Protesta nel carcere di Regina Coeli a Roma, incendiati alcuni materassi

Uilpa: “Un agente colpito da malore per l’inalazione di fumi sprigionati dagli incendi appiccati dai detenuti, ma non ci sono feriti o contusi”.

Roma – Nuova protesta e disordini nel carcere romano di Regina Coeli. A quanto si apprende, alcuni detenuti dell’ottava sezione si si sarebbero rifiutati di tornare in cella dando fuoco per protesta ad alcuni materassi. La situazione è poi tornata sotto controllo.

A rendere noto l’episodio è la Uilpa polizia penitenziaria. “Sarebbero state fatte esplodere alcune bombolette dei fornelli da campeggio comunemente in uso per cucinare e preparare vivande con la vandalizzazione degli ambienti”, afferma il segretario generale Gennarino De Fazio. “Non ci sarebbero stati scontri fisici. Un agente sarebbe stato colpito da un leggero malore, probabilmente per l’inalazione di fumi sprigionati dagli incendi appiccati dai detenuti, mentre non ci sarebbero feriti o contusi. Ingenti i danni all’ottava sezione, di cui si porrebbe in forte dubbio l’agibilità. È di ogni evidenza che non si possa continuare così e che servano interventi urgenti dal governo per deflazionare la densità detentiva, potenziare la Polizia penitenziaria, garantire l’assistenza sanitaria e psichiatrica, nonché per reingegnerizzare il Dipartimento dell’Amministrazione Penitenziaria e riorganizzare il Corpo di polizia penitenziaria”, sottolinea il segretario generale della Uilpa.
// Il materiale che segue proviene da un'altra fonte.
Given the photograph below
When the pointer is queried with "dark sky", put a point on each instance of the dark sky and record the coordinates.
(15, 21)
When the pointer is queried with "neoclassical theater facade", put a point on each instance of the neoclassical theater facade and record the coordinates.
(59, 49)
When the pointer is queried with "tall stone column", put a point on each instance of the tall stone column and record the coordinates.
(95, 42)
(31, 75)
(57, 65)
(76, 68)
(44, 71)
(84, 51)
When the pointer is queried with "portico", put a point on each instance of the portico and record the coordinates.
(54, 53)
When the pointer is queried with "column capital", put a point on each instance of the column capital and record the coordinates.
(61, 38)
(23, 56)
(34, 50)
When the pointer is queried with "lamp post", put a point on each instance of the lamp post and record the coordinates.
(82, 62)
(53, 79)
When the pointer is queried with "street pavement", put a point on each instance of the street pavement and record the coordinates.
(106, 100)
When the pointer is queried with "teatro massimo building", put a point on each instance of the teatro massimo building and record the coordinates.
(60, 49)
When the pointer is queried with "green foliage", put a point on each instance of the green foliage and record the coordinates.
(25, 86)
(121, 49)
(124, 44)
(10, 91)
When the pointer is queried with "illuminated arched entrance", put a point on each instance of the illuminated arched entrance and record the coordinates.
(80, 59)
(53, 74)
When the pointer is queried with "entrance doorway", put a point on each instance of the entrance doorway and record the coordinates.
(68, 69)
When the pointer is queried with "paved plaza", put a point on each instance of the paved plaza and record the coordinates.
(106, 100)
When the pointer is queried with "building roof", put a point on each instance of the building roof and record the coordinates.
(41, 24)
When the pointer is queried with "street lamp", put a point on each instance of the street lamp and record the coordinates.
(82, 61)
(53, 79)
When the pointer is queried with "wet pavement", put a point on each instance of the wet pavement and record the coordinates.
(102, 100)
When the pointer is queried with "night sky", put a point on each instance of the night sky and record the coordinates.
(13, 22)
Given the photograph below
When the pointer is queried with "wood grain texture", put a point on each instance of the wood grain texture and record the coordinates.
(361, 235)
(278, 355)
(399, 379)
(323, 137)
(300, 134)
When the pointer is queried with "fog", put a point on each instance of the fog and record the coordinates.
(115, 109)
Con 1.170 detenuti a fronte di 626 posti disponibili e il 184% di surplus di detenuti, Regina Coeli è uno dei penitenziari più sovraffollati del Paese a cui fa da contraltare una voragine negli organici del Corpo di polizia penitenziaria con 350 agenti in servizio quando ne servirebbero 709. Basti pensare che di sera gli agenti impiegati sono normalmente meno di 20 in totale. D’altronde, a livello nazionale sono 15mila i reclusi oltre i posti disponibili e 18mila le unità mancanti alla Polizia penitenziaria. A questo – spiega ancora il segretario generale della Uilpa – si aggiungano strutture fatiscenti, dotazioni inadeguate, carenze nell’assistenza sanitaria e psichiatrica e approssimazione organizzativa e il quadro che ne emerge è autodescrittivamente desolante. A pagarne le spese ristretti e operatori con questi ultimi esposti ad aggressioni continue (oltre 2.700 nell’anno) e sottoposti a turnazioni massacranti con la compressione dei più elementari diritti anche di rango costituzionale. Appare evidente che, con le tensioni continue e le ripetute intemperanze che si registrano dal nord al sud del Paese, non potrà andare sempre così e che in ogni caso tutto ciò non è accettabile per un Paese che voglia dirsi civile. Servono urgentissime misure in grado di stabilire condizioni minime di vivibilità, operatività e sicurezza nelle prigioni e che, palesemente, non possono passare solo per l’improbabile repressione, ma che devono puntare soprattutto sulla prevenzione”.